El fin de la muerte, galardonado con el Premio Locus 2017 y nominado al Hugo 2017, es el desenlace  no magistral de la trilogía de ciencia ficción china que me ha conquistado durante unas semanas... pero podía haber tenido un final más serio y convincente, más mejor.

El autor de la trilogía

martes, 5 de junio de 2018

mantenimiento periódico (I)

Como cada temporada, cuando llega el calor y las excursiones por el campo quedan vetadas, es el momento de hacer tareas para la conservación en buen estado de la máquina.
Ya cuenta con casi 18.000 km, y nunca se le hizo reglaje de válvulas, cosa que aunque el fabricante recomienda hacer cada 10.000 km, el taller autorizado al que religiosamente he llevado anualmente mi KTM no ha considerado oportuno llevar a efecto, limitándose a cambiar aceite y filtros. 

Me dispongo, poco a poco, con mis medios, a realizar las siguientes tareas:
- la referida comprobación de la holgura de válvulas
- cambio de bujías
- limpieza filtro de aire
- cambio de aceite y filtro, y limpieza de tamices metálicos
- limpieza y engrase de bieletas de suspensión
- cambio de líquidos de freno y embrague
- revisar nivel refrigerante

Aparte, como voy desmontando cosas aquí y allá, aprovecho para limpiar bien todo, comprobar apriete de tornillos varios, y echo un vistazo general por si veo algo raro.

Ya he limpiado el filtro de aire de espuma que llevo para la temporada campera, cosa que no reviste ninguna especialización: introducirlo en una solución de agua con unos polvos que disuelven el aceite impregnado, dejar secar, y volver a impregnar de aceite para filtros de aire.

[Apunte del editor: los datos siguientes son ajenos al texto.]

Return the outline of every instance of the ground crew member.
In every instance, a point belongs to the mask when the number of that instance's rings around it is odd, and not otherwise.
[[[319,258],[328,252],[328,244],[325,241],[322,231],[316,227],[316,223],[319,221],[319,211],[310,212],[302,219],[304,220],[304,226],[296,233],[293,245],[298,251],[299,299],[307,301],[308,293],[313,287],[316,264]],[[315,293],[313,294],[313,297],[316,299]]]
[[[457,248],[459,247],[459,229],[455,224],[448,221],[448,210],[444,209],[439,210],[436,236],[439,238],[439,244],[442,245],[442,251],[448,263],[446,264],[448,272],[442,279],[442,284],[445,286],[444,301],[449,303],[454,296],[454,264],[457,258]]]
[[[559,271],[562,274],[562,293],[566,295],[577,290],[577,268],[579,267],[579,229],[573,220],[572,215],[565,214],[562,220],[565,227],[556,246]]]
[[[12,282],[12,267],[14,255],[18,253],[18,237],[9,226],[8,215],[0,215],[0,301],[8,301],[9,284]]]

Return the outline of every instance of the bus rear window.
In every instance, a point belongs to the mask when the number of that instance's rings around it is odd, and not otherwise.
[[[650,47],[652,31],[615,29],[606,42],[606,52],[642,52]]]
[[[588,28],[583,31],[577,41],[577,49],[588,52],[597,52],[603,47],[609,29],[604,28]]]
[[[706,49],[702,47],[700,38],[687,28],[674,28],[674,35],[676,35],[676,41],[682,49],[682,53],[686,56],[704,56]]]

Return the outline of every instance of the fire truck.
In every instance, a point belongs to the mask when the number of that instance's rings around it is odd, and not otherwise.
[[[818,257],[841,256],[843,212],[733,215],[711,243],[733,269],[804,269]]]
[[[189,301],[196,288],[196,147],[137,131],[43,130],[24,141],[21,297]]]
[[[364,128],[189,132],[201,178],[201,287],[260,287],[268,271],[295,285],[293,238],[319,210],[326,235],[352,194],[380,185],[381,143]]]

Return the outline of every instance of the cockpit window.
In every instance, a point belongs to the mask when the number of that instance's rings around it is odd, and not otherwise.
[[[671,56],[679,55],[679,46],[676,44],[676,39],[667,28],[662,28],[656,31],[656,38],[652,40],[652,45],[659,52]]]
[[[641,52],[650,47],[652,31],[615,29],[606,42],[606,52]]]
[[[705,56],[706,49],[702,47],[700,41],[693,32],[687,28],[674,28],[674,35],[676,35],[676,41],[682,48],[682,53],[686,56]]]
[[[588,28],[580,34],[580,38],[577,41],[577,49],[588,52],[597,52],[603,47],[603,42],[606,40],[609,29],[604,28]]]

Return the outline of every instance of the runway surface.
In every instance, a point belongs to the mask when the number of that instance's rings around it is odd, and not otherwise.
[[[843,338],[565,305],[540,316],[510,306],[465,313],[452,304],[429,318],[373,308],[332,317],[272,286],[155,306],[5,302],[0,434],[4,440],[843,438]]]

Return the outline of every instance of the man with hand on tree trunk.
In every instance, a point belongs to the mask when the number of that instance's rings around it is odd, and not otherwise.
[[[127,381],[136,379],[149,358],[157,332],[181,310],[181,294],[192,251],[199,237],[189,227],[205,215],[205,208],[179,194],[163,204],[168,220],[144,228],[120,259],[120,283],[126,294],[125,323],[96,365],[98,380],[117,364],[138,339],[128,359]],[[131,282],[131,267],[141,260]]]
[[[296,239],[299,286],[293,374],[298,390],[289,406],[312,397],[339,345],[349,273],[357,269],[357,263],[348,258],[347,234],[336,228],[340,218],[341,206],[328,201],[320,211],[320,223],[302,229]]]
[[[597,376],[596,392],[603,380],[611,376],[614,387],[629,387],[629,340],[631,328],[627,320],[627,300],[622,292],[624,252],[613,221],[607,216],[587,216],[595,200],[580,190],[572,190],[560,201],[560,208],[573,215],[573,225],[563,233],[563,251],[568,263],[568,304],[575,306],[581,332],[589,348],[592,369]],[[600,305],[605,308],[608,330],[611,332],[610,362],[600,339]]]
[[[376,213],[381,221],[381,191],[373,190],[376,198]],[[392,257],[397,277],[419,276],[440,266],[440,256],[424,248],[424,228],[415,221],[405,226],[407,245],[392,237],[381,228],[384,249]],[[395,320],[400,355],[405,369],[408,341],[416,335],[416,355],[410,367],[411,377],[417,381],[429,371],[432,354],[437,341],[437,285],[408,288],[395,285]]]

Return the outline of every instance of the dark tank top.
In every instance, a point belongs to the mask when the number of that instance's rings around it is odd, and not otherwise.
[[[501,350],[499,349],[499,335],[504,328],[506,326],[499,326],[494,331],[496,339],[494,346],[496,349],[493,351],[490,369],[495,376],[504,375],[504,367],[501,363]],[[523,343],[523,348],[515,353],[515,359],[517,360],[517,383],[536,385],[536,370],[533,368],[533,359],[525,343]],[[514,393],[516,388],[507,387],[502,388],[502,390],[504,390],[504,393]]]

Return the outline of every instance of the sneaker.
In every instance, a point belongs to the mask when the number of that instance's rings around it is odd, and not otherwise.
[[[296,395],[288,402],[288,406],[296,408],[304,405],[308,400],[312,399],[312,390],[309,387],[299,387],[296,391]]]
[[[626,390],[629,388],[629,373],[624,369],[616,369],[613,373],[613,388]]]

Para seguir, he comenzado lo de las válvulas, después de leer con atención (varias veces) el manual de taller de la moto, visionar algunos videotutoriales en youtub, y consultar foros. Es la primera vez que acometo tal empresa, y todo comienza por desmontar lo que estorba: asiento, cachas delanteras, caja de filtro de aire, y diversos manguitos del sistema SAS (cuestiones ecológicas), todo por ese orden. Así llegamos a la tapa de balancines, que una vez levantada nos deja esta vista:


Ahora hay que coger unas galgas para medir el espacio que hay entre los empujadores de los balancines y los platillos que sujetan los muelles de las válvulas. Esa distancia, idealmente, debe encontrarse entre los 0'07 y 0'13 mm. Pues bien, las válvulas de escape arrojaron una holgura de 0'13 una, y 0'15 la otra, mientras que las de admisión ha sido imposible introducir la galga más fina que tengo, no hay espacio alguno: es lo que se llama "tener una válvula pisada", cosa nada bueno. Deben estar muy poco pisadas, porque no hay pérdida de prestaciones, detonaciones, arranca bien en frío y en caliente, y ralentiza a la perfección. Pero hay que subsanarlo imperativamente. 

Me llama mucho la atención que en la última revisión, el año pasado, con 12.000 km, no se revisara este punto crucial, lo que dice mucho (o muy poco, en realidad) del taller autorizado donde la he ido llevando desde que la compré, hace tres años. La moto no me ha dado más que alegrías, como ustedes, lectores de mi bloc, ya deben saber, y la contrapartida es la llevanza de un matenimiento un poco más exhaustivo que en otras máquinas. 
Bueno, puede ser contrapartida o no, como en mi caso que, al ser aficionado a la mecánica, estoy disfrutando de este proceso como un niño con un juego de Lego en Navidad. 

Me siento libre para hacer este trabajito, y feliz de poder contarlo. Espero que llegue a buen término y ustedes lo vean aquí prontamente.